MONTPELLIER, COUR DS URSULIES, JEUDI 17 JUILLET 2008 - 22H


Je suis Nijinski, un homme comme les autres, naguère un artiste fier de montrer son talent, aujourd’hui un malade pauvre, malheureux, qui se désespère de ne pouvoir aider son prochain, qui supplie qu’on l’aide à porter sa lourde charge d’amour. Je suis Nijinski qui meurt quand il n’est pas aimé.
Je suis un fou qui aime les gens. Ma folie, c'est l'amour de l'humanité
.


Le Festival de Radio-France ménageait, en cette soirée du 17 juillet, un fort contraste entre un King Arthur hilarant mais parasité par une avalanche de gags et cette version scénique épurée et élégante des Cahiers de Nijinski offerte (au sens strict) dans la cour des Ursulines. Signalons que le nombre des manifestations gratuites proposées par ce festival est très important et ne le cède que devant celui des Flâneries musicales de Reims.

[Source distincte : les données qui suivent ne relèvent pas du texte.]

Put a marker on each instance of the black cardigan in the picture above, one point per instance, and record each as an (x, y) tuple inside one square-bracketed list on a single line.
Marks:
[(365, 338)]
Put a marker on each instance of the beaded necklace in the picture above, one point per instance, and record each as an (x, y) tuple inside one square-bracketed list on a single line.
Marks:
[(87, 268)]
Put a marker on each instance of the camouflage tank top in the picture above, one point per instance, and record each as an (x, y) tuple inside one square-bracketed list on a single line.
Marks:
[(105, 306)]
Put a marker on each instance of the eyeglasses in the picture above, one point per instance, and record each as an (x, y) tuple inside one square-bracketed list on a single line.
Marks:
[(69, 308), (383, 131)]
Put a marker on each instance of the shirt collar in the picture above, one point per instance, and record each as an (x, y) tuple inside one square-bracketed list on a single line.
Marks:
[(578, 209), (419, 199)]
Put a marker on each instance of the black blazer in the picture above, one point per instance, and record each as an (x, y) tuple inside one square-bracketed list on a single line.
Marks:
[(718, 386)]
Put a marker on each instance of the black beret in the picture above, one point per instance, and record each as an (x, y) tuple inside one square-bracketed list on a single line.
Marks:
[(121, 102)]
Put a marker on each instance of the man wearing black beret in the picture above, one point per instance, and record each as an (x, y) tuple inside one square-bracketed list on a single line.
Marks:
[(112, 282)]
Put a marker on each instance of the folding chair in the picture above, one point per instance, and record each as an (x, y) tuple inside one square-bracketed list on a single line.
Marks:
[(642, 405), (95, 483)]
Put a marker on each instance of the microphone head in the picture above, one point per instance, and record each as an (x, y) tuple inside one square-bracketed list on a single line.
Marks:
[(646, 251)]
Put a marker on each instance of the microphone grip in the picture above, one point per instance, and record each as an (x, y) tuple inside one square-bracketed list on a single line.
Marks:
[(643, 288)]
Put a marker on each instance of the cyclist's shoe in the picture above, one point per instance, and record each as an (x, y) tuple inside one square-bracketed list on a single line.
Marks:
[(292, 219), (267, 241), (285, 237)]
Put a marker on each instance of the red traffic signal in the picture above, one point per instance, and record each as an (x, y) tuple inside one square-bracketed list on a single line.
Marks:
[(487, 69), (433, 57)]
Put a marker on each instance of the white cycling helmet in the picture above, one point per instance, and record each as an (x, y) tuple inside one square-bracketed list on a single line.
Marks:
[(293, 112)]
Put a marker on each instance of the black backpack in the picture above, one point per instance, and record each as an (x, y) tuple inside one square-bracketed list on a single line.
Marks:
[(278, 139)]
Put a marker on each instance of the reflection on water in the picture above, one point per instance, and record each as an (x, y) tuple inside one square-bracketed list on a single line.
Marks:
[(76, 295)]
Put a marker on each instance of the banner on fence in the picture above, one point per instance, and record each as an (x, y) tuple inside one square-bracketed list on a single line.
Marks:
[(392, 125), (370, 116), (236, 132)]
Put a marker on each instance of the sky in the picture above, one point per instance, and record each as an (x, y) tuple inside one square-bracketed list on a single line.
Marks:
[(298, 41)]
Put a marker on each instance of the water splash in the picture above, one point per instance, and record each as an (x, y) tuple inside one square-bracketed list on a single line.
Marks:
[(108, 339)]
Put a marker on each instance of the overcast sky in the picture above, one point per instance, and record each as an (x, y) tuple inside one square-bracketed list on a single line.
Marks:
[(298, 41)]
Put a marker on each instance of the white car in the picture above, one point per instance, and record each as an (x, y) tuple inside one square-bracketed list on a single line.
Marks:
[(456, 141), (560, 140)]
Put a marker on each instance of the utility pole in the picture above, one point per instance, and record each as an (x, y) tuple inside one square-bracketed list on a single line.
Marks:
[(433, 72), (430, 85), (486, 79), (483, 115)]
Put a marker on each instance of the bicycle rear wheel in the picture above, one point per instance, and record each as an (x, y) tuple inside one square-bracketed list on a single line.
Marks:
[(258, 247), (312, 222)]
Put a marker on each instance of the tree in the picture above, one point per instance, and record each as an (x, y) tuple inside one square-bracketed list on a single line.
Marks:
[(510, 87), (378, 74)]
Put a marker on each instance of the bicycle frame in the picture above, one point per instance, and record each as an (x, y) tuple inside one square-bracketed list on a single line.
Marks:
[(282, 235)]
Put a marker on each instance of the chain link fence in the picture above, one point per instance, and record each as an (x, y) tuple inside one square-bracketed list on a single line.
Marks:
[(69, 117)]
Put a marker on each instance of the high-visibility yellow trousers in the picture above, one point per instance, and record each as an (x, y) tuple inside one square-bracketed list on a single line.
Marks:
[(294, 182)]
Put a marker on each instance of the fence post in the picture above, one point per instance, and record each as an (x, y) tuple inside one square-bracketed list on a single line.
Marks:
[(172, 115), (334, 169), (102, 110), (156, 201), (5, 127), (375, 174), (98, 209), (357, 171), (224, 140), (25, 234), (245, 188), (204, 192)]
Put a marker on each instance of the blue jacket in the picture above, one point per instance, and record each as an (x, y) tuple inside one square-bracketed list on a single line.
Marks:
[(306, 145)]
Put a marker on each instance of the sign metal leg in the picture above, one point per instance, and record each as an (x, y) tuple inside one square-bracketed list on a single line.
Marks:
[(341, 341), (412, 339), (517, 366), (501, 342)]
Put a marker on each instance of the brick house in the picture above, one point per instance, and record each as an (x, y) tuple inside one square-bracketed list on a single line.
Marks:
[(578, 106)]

Jean-Paul Scarpitta a toujours nourri la plus vive passion pour la danse. On sait qu’il a invité Maurice Béjart dans son festival de Sens, fondé à l’age de 19 ans, qu’il a suivi pendant des années, caméra au poing, Ghislaine Thesmar, qu’il a fait tourner dans son film Désir (1985), et réalisé un portrait de Rudolf Noureev pour la télévision. Encore étudiant au Conservatoire supérieur d’art dramatique, Arthur Igual, avait mis en scène tout seul ces mémoires de « clarté et d’irrationalité » signés par le plus mythique des danseurs. Leur rencontre autour de ce texte captivant, après leur Flûte enchantée de début de saison, était inéluctable.

Sans atteindre au sublime vertigineux de la version hallucinée de Redjep Mitrovista, et dans une optique aussi opposée que complémentaire, ils ont réussi leur pari haut la main ce dont témoignera une captation par Mezzo.

Là où le fils spirituel de Vitez nous frôlait l’âme en passant comme un fantôme ayant vampirisé les mânes du génial créateur de l’Après-midi d’un faune (1912), Arthur Igual est, selon le mot de l’artiste lui-même, « un chien qui court, va chercher, rapporte, se remet à courir, à aller chercher, à rapporter, de nouveau court, va chercher, rapporte, inlassablement… ». Jusqu’à un épuisement du corps et des sens soulagé par beaucoup d’eau claire et une grande grappe de raisin goulûment savourée.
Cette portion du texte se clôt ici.